We can help PostgreSQL out a little by splitting up our polygons into ones with less points in them, basically breaking up something like the New York time zone into a bunch of smaller polygons that each contain less points. This is where the ST_Subdivide
function comes in.
In order to do this, I am going to split up the time zones into polygons with no more than 255 points each, by running this query:
CREATE TABLE osm_timezones_split AS
SELECT id, tzid, ST_Subdivide(the_geom, 255) AS the_geom
FROM osm_timezones WHERE pg_timezone = true;
It will take a while, so you can go work on something else while it processes. It took me 2 minutes 11 seconds to run. I chose 255 because it’s the default, I’m sure there’s a good balance of vertices in a polygon to amount of polygons.

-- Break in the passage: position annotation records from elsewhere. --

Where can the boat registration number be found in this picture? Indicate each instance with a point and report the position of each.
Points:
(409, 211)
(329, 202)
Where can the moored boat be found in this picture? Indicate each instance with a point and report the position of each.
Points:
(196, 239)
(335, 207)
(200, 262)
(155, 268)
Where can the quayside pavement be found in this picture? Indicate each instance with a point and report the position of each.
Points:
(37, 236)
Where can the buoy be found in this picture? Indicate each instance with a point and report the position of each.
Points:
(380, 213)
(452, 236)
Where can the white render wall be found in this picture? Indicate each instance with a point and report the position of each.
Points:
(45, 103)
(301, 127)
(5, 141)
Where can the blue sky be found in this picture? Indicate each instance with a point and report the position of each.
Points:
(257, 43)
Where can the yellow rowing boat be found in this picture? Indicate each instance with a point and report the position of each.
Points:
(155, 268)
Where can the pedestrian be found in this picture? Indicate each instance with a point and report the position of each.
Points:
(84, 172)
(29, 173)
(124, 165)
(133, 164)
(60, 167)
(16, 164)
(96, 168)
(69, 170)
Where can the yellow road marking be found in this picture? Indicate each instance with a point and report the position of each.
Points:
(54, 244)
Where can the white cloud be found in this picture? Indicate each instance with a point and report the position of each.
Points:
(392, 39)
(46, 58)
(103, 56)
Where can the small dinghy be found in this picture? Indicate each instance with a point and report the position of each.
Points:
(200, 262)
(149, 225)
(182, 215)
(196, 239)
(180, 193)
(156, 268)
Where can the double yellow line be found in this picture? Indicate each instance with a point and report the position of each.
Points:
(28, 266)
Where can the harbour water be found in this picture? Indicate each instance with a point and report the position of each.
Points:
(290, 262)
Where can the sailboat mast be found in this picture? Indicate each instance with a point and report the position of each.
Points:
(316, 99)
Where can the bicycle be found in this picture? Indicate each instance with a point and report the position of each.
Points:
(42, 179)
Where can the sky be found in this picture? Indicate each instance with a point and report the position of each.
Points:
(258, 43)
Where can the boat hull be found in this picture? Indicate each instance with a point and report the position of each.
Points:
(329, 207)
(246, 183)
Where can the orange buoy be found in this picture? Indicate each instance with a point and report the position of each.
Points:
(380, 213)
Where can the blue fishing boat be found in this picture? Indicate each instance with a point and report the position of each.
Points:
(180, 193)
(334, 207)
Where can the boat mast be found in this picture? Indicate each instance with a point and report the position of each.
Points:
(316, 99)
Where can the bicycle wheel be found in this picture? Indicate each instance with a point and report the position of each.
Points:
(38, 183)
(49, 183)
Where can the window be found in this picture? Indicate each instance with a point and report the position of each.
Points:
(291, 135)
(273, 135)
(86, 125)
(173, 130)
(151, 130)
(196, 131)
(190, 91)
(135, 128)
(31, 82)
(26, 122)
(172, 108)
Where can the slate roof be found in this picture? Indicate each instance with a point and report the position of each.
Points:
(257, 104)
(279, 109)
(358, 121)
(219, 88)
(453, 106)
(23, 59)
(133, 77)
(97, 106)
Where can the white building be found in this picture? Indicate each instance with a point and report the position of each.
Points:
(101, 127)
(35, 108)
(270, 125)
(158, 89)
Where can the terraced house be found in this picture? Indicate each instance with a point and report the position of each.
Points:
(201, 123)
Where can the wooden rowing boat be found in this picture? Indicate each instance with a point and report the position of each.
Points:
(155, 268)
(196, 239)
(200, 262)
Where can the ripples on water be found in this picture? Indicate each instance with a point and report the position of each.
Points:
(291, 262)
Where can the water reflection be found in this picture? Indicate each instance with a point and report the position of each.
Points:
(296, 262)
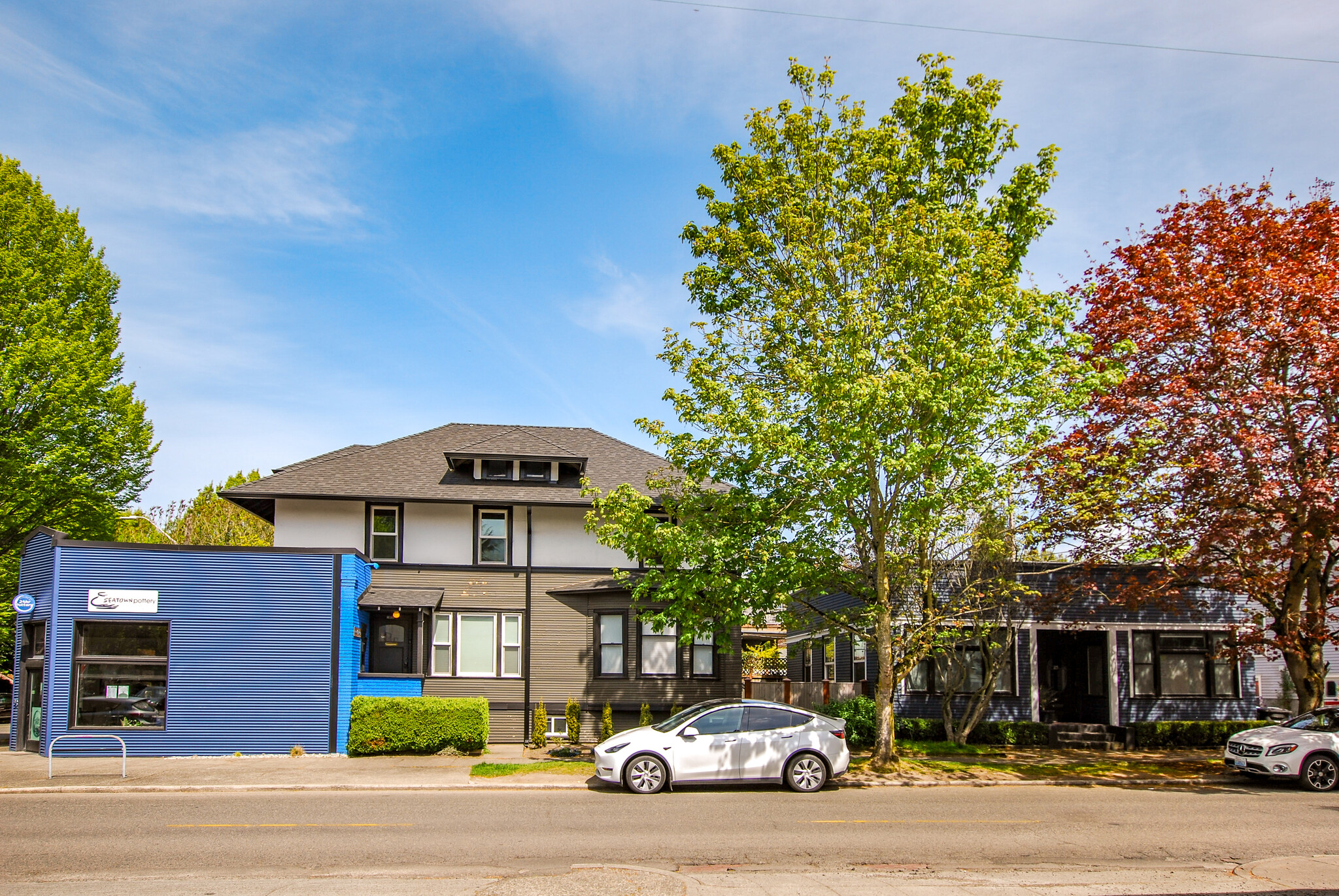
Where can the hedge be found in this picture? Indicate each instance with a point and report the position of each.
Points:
(1155, 736)
(416, 723)
(858, 713)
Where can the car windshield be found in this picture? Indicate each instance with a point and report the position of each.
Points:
(679, 718)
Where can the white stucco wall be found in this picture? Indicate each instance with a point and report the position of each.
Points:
(301, 523)
(562, 540)
(438, 533)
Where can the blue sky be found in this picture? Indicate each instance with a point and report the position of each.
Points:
(346, 223)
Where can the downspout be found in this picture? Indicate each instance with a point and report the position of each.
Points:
(525, 637)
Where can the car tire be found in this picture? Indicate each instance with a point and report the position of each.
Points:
(1319, 773)
(646, 774)
(805, 773)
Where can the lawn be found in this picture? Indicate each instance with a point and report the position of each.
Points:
(552, 767)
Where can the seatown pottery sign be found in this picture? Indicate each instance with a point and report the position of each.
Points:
(103, 601)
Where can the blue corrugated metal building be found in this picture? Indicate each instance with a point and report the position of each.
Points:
(186, 650)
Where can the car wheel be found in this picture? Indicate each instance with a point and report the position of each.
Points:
(1319, 773)
(646, 774)
(806, 773)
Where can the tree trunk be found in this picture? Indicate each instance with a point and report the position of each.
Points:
(885, 744)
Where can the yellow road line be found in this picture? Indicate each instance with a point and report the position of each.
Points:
(922, 821)
(402, 824)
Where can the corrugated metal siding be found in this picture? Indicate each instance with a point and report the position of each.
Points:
(37, 578)
(355, 578)
(249, 654)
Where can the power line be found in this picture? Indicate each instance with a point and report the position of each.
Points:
(996, 34)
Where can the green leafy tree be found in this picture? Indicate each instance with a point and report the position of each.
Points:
(74, 440)
(205, 520)
(867, 375)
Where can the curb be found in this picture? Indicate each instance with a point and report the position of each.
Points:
(1051, 782)
(575, 785)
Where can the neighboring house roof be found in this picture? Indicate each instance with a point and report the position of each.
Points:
(418, 468)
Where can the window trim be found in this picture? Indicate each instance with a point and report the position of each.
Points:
(460, 644)
(715, 658)
(1210, 635)
(480, 509)
(642, 654)
(599, 644)
(504, 646)
(76, 655)
(449, 643)
(399, 529)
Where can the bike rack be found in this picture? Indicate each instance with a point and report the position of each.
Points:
(51, 749)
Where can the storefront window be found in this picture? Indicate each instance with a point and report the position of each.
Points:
(121, 675)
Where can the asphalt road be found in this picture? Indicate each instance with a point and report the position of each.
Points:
(69, 837)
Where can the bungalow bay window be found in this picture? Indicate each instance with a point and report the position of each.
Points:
(384, 537)
(121, 675)
(477, 644)
(492, 547)
(659, 648)
(609, 629)
(1183, 665)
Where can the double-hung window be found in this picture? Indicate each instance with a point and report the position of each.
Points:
(659, 648)
(493, 536)
(1181, 665)
(609, 633)
(442, 643)
(383, 541)
(705, 655)
(121, 675)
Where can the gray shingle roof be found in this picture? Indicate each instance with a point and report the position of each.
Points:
(415, 468)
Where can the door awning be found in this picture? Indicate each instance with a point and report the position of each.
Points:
(401, 599)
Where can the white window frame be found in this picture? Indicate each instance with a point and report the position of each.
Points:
(505, 646)
(448, 643)
(373, 533)
(507, 541)
(460, 646)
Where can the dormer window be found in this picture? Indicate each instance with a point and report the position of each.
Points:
(536, 471)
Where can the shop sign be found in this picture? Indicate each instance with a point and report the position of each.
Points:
(102, 601)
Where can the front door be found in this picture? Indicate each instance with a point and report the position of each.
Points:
(1073, 675)
(30, 714)
(713, 754)
(393, 644)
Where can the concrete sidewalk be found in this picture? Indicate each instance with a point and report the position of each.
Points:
(27, 773)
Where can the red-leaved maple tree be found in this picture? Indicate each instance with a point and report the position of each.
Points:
(1216, 458)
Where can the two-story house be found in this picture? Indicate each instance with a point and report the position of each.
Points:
(486, 582)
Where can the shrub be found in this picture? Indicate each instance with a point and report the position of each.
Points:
(573, 721)
(1160, 736)
(540, 730)
(416, 723)
(858, 713)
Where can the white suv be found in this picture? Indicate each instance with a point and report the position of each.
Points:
(1306, 748)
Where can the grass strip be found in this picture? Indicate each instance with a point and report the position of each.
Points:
(552, 767)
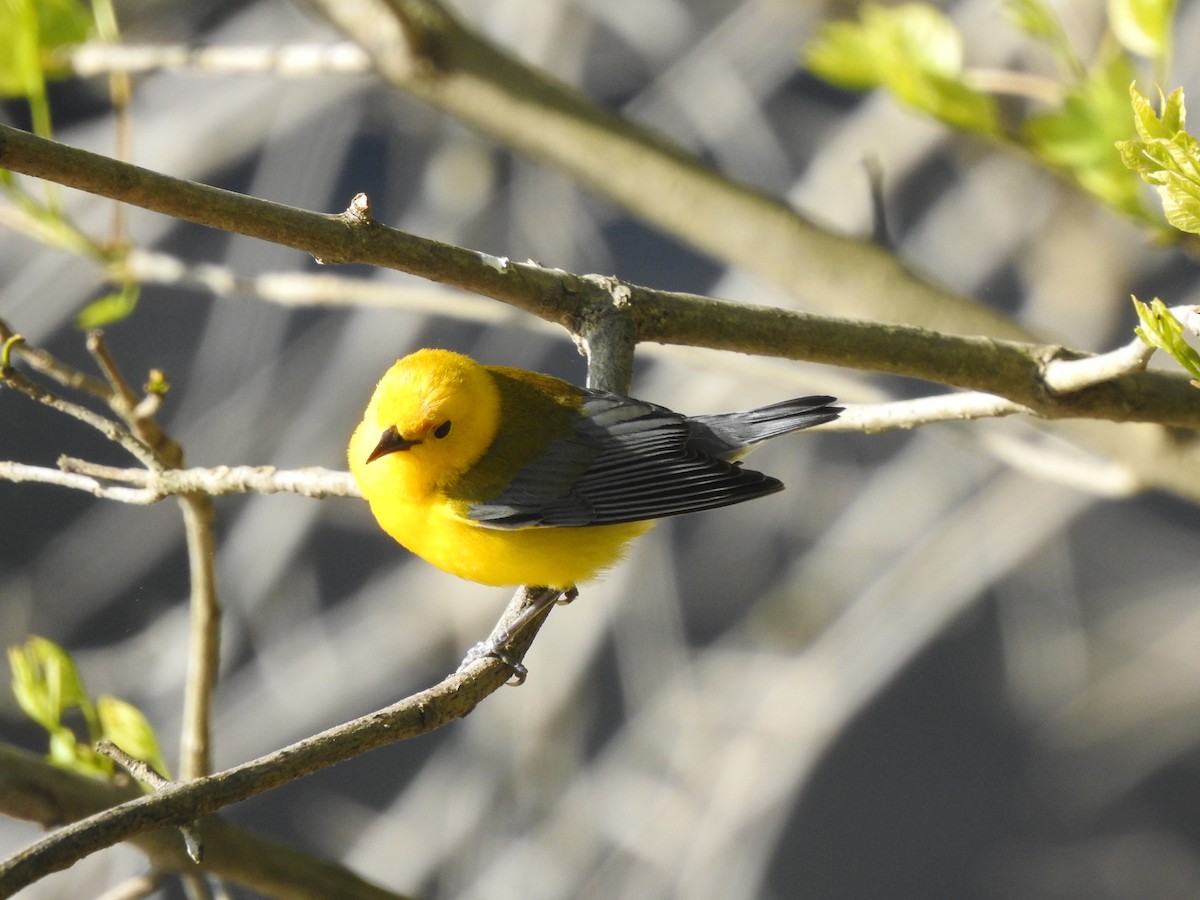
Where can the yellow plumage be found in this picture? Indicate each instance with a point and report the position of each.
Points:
(507, 477)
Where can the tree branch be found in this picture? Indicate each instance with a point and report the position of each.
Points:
(192, 801)
(1008, 369)
(421, 48)
(35, 791)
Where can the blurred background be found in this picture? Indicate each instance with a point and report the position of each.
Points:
(918, 672)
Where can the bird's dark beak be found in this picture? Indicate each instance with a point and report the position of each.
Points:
(390, 442)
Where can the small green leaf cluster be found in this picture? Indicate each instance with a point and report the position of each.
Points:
(1162, 330)
(49, 689)
(915, 52)
(31, 35)
(30, 30)
(1167, 157)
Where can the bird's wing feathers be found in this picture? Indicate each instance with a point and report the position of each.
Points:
(628, 461)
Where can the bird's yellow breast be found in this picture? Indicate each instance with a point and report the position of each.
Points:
(553, 557)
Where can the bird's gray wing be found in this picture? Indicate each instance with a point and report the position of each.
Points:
(628, 461)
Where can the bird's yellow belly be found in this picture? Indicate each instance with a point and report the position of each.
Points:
(551, 557)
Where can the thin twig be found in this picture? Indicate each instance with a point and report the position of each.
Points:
(107, 427)
(147, 774)
(204, 637)
(192, 801)
(1008, 369)
(289, 61)
(312, 481)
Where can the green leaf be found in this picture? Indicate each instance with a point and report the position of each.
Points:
(1081, 136)
(1143, 27)
(111, 307)
(29, 30)
(915, 52)
(47, 684)
(126, 726)
(1167, 157)
(844, 54)
(1162, 330)
(1151, 125)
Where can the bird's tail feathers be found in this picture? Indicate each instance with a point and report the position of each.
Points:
(730, 432)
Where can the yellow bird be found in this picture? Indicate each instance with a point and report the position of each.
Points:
(507, 477)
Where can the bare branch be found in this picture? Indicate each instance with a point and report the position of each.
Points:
(192, 801)
(292, 61)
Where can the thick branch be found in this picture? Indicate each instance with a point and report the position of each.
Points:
(421, 48)
(1008, 369)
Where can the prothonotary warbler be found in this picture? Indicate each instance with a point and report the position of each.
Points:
(507, 477)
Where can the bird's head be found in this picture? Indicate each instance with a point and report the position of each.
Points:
(432, 417)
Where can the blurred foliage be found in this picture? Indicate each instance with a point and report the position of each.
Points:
(49, 689)
(1161, 329)
(915, 52)
(1167, 157)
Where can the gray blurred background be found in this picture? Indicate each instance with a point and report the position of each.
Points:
(919, 672)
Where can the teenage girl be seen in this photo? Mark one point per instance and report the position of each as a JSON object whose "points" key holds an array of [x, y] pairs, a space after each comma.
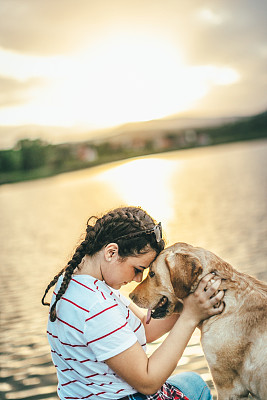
{"points": [[98, 339]]}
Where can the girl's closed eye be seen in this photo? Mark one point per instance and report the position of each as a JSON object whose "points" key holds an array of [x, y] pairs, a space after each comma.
{"points": [[138, 271]]}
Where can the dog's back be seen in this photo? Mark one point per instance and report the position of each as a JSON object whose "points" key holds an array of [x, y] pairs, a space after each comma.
{"points": [[234, 342]]}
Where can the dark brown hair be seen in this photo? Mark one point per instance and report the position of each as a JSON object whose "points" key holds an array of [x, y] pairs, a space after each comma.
{"points": [[130, 227]]}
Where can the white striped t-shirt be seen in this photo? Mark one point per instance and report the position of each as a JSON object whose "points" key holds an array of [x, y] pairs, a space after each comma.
{"points": [[93, 324]]}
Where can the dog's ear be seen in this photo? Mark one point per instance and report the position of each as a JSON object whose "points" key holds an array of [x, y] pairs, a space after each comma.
{"points": [[184, 270]]}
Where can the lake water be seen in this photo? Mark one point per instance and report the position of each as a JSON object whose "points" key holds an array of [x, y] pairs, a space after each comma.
{"points": [[213, 197]]}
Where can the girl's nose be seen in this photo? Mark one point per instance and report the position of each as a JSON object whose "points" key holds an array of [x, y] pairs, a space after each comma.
{"points": [[138, 277]]}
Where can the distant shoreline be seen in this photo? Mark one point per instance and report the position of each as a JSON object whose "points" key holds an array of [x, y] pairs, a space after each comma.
{"points": [[45, 172]]}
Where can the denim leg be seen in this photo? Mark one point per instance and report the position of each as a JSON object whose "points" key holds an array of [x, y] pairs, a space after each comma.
{"points": [[192, 385]]}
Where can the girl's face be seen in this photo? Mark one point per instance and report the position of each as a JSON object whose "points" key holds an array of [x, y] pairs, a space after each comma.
{"points": [[130, 269]]}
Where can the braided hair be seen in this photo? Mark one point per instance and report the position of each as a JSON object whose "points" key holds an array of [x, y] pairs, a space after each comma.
{"points": [[130, 227]]}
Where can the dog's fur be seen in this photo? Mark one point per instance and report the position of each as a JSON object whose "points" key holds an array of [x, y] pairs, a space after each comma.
{"points": [[235, 341]]}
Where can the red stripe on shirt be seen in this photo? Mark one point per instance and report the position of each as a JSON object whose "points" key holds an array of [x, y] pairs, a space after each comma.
{"points": [[106, 309], [87, 287], [110, 333], [138, 327], [86, 397], [67, 383]]}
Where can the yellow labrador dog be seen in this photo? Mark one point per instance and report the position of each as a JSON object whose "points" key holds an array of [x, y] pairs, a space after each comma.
{"points": [[234, 342]]}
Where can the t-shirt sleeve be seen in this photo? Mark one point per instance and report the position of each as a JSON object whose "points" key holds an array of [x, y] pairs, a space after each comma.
{"points": [[107, 330]]}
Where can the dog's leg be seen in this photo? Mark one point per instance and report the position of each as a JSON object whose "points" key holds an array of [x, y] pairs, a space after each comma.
{"points": [[233, 394]]}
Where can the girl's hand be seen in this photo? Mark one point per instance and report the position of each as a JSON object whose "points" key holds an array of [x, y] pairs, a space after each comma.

After than finishes, make sure to add a spatial index to the new table:
CREATE INDEX
osm_timezones_split_the_geom_idx ON
osm_timezones_split USING GIST (the_geom);
Run this query on the new table, and you should see an improvement:
SELECT tzid
FROM osm_timezones_split
WHERE ST_Contains(the_geom, ST_SetSRID(ST_MakePoint(-75, 40), 4326))
I am getting around 0.8 ms per query now!
Testing on a larger dataset
For a larger test, I am going to join all the time zones for the USGS Structures dataset, with 445,921 records.
SELECT
usgs_struct.name,
tzid
FROM usgs_struct LEFT JOIN osm_timezones_split ON
ST_Contains(osm_timezones_split.the_geom, usgs_struct.the_geom);
Without subdividing the dataset, I was able to join the two datasets in 1090377.223 ms
(18 minutes). With the subdivided database, it took 5038.160 ms
to join the dataset.
Oddities
I found that if I don’t do the LEFT JOIN
(just use a JOIN
instead), that it runs much quicker, in fact the osm_timezones
JOIN
runs in about 3 seconds, which is 2 seconds faster than the left join with the osm_timezones_split
table. In theory, each point should only fall into one time zone, so there is really no need for a nested loop left join. I’ll have to look into this further.